We justify the assumption on page 5 and point out that any lack of validity regarding this assumption should only decrease our accuracy, thus would not impact our inference.

In Section 2.1.3: we provide additional justification for this assumption regarding the 5 year old lidar data

Section 2.2.2.  We used DroneDeploy derived CHM estimates for the manually digitized classification because we felt it better demonstrated the capabilities associated with using the drone and we were able to manually correct for any negative estimates.  We were concerned the negative estimates from the DromeDeploy derived CHM estimates would confound the random forest classifications so we used CHM estimates derived from the Illinois Height Modernization Project dataset (ILHMP; I.G.D.C. 2015) for automatic random forest classifications. We have attempted to clarify this in the text.

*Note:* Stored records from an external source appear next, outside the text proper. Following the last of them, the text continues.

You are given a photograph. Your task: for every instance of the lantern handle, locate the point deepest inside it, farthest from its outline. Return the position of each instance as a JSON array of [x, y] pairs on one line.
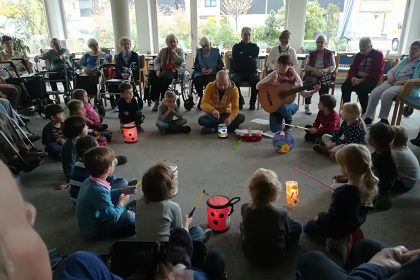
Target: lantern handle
[[232, 202]]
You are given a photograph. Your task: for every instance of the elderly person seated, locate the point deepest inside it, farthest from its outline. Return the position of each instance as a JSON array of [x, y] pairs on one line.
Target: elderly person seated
[[321, 62], [221, 105], [127, 58], [93, 58], [207, 63], [8, 53], [244, 66], [165, 68], [57, 58], [281, 49], [408, 68], [364, 73]]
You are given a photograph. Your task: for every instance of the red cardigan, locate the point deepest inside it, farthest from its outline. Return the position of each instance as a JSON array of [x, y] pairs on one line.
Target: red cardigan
[[377, 65]]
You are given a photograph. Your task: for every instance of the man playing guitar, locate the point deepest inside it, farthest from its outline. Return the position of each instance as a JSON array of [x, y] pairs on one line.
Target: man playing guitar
[[284, 79]]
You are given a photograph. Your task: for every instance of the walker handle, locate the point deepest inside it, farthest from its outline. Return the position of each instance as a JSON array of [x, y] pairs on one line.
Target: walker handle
[[232, 202]]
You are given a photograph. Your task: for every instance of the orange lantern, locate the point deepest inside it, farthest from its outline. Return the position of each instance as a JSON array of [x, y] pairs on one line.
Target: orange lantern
[[130, 134], [292, 193]]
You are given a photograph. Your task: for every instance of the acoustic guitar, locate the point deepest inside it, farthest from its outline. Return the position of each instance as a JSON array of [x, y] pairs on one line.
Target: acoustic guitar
[[272, 97]]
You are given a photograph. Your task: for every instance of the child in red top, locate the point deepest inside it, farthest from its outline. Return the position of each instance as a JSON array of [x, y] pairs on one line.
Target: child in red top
[[327, 120]]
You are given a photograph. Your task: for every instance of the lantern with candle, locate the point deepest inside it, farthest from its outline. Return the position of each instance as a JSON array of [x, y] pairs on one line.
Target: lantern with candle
[[129, 131], [292, 193]]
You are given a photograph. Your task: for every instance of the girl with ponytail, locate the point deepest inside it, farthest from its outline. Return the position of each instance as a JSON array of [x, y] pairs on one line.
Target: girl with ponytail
[[350, 202]]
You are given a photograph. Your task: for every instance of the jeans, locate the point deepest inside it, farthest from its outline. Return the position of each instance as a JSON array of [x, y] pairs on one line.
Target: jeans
[[284, 112], [209, 121]]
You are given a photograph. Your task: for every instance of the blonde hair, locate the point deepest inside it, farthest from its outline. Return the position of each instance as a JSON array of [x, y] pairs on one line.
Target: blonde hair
[[353, 109], [400, 136], [264, 187], [356, 158]]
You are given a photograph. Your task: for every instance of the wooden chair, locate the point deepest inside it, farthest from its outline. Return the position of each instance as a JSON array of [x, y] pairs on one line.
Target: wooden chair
[[405, 99]]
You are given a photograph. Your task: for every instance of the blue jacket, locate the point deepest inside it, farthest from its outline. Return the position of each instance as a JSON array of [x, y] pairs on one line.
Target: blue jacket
[[94, 206]]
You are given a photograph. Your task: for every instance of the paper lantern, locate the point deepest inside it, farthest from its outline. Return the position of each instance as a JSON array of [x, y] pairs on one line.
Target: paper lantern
[[130, 134], [283, 142], [219, 209], [292, 193]]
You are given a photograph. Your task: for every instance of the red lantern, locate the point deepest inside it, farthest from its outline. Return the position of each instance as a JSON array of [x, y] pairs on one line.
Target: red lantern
[[130, 134], [219, 209]]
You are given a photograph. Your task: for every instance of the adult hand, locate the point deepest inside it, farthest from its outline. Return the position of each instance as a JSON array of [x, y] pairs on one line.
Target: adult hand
[[389, 258], [123, 199], [215, 114]]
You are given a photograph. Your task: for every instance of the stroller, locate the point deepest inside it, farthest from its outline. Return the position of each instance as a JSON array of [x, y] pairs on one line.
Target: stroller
[[34, 92]]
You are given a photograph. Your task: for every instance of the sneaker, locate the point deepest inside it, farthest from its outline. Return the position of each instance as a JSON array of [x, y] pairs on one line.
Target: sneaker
[[121, 160], [206, 130], [207, 235], [368, 121]]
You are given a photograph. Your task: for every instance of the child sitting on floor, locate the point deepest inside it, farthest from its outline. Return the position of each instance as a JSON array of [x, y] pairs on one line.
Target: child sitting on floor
[[52, 133], [166, 112], [285, 74], [352, 128], [76, 108], [350, 202], [79, 172], [101, 212], [327, 120], [267, 230], [73, 128], [129, 109], [380, 138], [156, 214], [406, 163], [91, 116]]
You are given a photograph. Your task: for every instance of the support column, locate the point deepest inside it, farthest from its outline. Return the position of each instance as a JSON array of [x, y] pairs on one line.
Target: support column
[[410, 30], [120, 20], [55, 19], [295, 21]]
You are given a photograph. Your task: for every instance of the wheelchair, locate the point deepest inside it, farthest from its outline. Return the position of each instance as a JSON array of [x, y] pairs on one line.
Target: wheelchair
[[109, 84]]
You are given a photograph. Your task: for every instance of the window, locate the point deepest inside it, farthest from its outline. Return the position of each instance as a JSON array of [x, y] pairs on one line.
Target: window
[[209, 3]]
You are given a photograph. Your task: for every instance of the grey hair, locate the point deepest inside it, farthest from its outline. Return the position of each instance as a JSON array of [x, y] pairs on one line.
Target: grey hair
[[323, 37], [204, 40], [92, 42], [171, 36]]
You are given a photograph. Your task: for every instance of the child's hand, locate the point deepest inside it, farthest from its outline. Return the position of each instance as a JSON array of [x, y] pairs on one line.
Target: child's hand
[[187, 222], [123, 199]]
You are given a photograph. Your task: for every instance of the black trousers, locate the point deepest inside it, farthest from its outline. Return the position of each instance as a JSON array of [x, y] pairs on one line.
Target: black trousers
[[252, 79], [362, 90]]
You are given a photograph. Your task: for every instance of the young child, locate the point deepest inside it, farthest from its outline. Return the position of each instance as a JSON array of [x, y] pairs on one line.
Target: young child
[[101, 212], [166, 112], [406, 163], [350, 202], [76, 108], [129, 109], [352, 128], [52, 133], [91, 116], [380, 138], [79, 173], [156, 214], [327, 121], [73, 128], [267, 230], [285, 74]]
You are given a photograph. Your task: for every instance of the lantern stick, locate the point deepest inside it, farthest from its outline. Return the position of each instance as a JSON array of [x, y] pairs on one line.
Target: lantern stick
[[197, 203], [313, 178]]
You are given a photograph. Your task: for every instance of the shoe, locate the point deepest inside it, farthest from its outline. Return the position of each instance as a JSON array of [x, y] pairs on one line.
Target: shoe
[[321, 149], [385, 121], [368, 121], [206, 130], [156, 106], [121, 160], [207, 235]]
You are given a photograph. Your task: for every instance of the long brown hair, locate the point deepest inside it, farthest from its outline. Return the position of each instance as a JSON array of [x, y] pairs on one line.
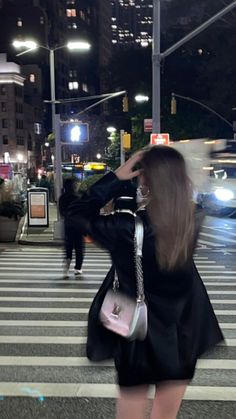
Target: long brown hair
[[170, 207]]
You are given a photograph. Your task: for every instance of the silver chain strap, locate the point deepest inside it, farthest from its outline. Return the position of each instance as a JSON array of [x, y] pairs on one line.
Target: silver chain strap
[[138, 246]]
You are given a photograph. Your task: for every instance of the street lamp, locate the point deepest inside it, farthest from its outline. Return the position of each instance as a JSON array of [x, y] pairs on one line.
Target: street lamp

Section 2.3.1: We rephrased this to clarify in the manuscript.  What we were trying to communicate is that yes, we used field measures, but the person doing the manual digitization was not the same person that did the field measures.  That ensured the person digitizing the layers could not rely on his/her memory from collecting the field data collection to increase accuracy.

Section 2.3.3: Yes generated 500 stratified random points for use during field validation.

Round 2

Reviewer 1 Report

This work looks nornal, though the authors tried to develop a repeatable and approachable workflow simplistic enough for the ecologist to effectively map for the ecologist. I mean more work need to do in the future.

Besides, some mistakes need to check, e.g. Line 97 what doyou mean "average"? etc.

Author Response

Changed "average ecologist" to "most ecologists" 

Reviewer 3 Report

The authors have addressed the concerns raised in the previous version of the manuscript.